Two Kinds of Employment in Mongolia

Mongolian law recognizes “Specified Term” and “Permanent” employment. A Specified Term agreement states a definite starting date, and ending for the employment, or a condition that ends the employment when and if it occurs.

Mongolian law stipulates that a Specified Term agreement will be automatically extended for the duration of the initially stated term if termination of the agreement is not proposed by the parties, and the employee continues to work in the position.

For a valid Specified Term agreement, the employment automatically ends at the end of the specified term, or upon the occurrence of an event, such as return to work of an original employee. In this case, a termination notice from the employer should be utilized so as to avoid the situation described above in which the Specified Term agreement automatically renews under Mongolian law.

To qualify as a “Permanent” position under Mongolian law, the employment agreement must be concluded for an indefinite term. This means no stated ending date, and no stated event or condition upon the occurrence of which the employment ends.

If a Specified Term agreement is terminated before the term expires, or a Permanent position is terminated, the termination provisions of the Agreement and of Mongolian Law will apply.

Per Mongolian law, for a Specified Term agreement, the requirements and reasons requiring Specified Term employment, and any conditions in connection with the same must be clearly stated in the Employment Agreement.  Such requirements, reasons or conditions will typically be the need for temporary or seasonal employment for the replacement of an employee that is taking some kind of hiatus from work, but whom the employer expects to return.

Closing Down A Mongolia Company

In Mongolia company liquidation proceedings may be started by either a decision of the shareholders, or order of a court.

If the company is liquidated by decision of the shareholder’s, the Board of Directors (or in its absence, the executive body), will submit a draft Shareholders Resolution of Liquidation of the company. The shareholders resolution must include appointment of a liquidation commission and authorization of its commission, a liquidation timeline and if necessary, a procedure for the distribution of the company’s remaining property among shareholders after creditors` claims are satisfied. The shareholder resolution must be approved by an overwhelming majority of votes of shareholders.

The company/legal entity is obliged to notify the relevant state registration authority in writing within 3 working days and attach the original decision on liquidation.

Upon appointment of the liquidation commission, the company’s executive authority will be terminated and such authority is transferred to the liquidation commission. From then on, the liquidation commission has final authority over the company.

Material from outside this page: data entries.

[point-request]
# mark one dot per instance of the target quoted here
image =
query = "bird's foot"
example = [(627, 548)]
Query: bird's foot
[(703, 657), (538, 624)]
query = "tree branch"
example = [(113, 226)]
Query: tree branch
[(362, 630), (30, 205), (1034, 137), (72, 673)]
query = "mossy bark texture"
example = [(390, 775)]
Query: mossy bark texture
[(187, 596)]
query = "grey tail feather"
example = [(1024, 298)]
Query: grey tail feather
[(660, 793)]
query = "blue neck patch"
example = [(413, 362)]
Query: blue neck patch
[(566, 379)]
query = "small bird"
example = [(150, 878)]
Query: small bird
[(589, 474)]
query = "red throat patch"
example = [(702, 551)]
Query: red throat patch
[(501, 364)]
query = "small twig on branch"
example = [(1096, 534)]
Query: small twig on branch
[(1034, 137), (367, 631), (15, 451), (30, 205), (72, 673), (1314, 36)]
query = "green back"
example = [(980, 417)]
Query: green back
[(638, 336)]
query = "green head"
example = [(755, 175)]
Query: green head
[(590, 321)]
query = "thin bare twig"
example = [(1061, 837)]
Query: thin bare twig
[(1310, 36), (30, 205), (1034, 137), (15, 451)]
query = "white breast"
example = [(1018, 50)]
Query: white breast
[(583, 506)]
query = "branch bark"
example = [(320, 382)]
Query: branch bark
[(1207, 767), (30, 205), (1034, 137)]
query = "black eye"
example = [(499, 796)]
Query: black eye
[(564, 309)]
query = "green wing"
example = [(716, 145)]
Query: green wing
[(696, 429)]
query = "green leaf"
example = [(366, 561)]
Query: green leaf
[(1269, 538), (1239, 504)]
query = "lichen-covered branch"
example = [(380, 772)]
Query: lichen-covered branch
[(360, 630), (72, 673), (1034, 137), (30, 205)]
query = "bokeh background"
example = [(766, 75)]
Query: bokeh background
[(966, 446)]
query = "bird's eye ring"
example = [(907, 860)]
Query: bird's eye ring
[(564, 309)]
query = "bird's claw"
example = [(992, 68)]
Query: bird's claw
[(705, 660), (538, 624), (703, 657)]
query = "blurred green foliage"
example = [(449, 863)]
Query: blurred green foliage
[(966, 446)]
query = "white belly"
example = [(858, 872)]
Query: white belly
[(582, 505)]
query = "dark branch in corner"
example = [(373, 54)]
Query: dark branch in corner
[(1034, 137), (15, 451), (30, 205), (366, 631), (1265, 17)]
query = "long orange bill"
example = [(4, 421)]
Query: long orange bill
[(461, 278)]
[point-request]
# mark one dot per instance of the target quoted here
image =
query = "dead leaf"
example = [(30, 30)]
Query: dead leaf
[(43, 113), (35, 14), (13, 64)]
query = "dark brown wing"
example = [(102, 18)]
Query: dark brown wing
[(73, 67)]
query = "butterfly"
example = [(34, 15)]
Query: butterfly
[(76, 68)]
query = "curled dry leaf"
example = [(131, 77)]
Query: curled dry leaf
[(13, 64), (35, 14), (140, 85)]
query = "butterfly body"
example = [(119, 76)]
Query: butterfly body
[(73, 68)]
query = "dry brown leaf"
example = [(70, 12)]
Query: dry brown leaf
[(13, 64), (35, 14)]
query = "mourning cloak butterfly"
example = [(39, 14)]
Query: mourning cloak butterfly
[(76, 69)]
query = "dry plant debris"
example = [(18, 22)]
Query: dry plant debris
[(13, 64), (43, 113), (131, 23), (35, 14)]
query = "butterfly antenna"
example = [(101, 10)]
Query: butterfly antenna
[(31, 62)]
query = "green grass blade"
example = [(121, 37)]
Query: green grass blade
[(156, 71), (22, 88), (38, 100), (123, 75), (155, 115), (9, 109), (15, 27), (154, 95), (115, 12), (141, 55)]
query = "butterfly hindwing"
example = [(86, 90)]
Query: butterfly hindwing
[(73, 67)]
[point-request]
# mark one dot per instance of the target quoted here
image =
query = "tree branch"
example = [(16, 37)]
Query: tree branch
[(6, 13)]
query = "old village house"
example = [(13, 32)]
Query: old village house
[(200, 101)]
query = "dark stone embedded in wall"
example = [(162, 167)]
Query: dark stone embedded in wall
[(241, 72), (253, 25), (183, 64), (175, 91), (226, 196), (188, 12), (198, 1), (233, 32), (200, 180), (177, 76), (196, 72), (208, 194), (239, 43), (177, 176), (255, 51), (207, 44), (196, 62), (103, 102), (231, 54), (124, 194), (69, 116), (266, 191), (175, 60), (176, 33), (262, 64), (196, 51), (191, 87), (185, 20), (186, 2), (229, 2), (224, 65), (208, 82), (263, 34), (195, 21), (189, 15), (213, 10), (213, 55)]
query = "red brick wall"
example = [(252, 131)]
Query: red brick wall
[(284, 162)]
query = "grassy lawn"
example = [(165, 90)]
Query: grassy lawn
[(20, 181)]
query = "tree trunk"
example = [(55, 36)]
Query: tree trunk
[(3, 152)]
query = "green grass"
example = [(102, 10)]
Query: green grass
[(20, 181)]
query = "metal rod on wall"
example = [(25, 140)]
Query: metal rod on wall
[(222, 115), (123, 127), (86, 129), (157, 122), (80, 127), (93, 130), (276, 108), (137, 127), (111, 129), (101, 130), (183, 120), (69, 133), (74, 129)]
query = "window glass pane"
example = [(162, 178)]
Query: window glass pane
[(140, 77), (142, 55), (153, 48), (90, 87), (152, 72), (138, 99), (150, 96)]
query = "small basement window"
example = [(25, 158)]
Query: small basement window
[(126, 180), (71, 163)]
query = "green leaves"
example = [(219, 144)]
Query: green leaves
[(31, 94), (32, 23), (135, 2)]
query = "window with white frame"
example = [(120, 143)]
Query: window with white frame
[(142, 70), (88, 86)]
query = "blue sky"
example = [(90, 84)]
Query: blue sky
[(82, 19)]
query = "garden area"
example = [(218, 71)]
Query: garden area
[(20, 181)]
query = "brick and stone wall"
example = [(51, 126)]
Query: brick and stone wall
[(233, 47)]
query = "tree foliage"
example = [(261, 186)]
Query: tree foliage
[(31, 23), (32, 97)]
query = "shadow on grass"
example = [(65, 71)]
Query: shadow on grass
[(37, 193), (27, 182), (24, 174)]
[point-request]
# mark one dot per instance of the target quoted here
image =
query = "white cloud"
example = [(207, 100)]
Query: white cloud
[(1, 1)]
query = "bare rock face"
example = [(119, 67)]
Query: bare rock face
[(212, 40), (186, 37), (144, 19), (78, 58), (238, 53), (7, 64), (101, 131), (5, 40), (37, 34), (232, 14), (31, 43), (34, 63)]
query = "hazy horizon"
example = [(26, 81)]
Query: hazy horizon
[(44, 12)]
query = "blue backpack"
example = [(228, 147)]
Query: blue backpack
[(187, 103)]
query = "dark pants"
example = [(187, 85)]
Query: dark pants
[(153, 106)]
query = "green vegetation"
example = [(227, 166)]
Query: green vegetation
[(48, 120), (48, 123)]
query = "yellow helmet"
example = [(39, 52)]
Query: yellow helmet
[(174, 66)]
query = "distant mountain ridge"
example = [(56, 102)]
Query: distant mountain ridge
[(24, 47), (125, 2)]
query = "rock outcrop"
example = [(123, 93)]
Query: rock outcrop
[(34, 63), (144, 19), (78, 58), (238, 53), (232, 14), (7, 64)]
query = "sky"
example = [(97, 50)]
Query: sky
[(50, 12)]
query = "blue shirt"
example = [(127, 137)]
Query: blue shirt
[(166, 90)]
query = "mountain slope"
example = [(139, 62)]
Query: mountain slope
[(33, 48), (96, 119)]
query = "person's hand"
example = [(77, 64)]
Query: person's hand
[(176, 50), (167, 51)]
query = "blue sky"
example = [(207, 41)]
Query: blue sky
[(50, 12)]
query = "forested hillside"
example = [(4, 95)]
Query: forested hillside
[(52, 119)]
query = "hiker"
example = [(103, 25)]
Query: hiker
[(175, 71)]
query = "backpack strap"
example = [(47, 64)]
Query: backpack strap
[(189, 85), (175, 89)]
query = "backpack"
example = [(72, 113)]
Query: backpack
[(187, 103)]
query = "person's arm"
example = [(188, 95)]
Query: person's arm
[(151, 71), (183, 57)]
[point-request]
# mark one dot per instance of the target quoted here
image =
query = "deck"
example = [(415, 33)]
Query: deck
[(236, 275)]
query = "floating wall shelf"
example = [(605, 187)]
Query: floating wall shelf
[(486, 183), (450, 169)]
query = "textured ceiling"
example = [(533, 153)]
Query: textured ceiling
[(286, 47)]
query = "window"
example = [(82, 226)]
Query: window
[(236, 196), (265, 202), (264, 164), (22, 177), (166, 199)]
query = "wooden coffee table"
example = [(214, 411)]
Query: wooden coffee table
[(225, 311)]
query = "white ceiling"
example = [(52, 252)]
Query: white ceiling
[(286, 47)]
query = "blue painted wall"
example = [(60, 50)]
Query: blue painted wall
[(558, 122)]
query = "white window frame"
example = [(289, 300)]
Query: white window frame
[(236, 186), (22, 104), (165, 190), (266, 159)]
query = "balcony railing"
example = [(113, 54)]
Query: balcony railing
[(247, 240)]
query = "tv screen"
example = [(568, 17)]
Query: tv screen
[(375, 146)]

The liquidation commission is required to publicize the pending liquidation of the company via the media. If the company has any licenses, the commission will request that they are canceled and returned to the relevant authority.

The following actions must also be completed over the course of the liquidation. The State Registration Certificate of the company must be officially handed in. The company’s bank accounts closed, the company’s official seal must be handed over to the police. Finally a form must be obtained from the Customs Office to confirm no related taxation issues remain on behalf of the company.

The Tax authority will examine and investigate the company’s tax records, and an auditor will be required to handle the closing financial statements. Then an accountant will issue the closing balance of the company.

Once the Liquidation commission has submitted the required documents such as the Shareholders Resolution, completion report of the liquidation, report or reference by the tax inspector and reference by court decision enforcement agency on debt obligations to the State Registration Office (SRO), the SRO will remove the legal entity from the state register. The registration body will announce publicly the deletion of the company from the State Register. It will likely take 6 months to 1 year to complete the company liquidation process.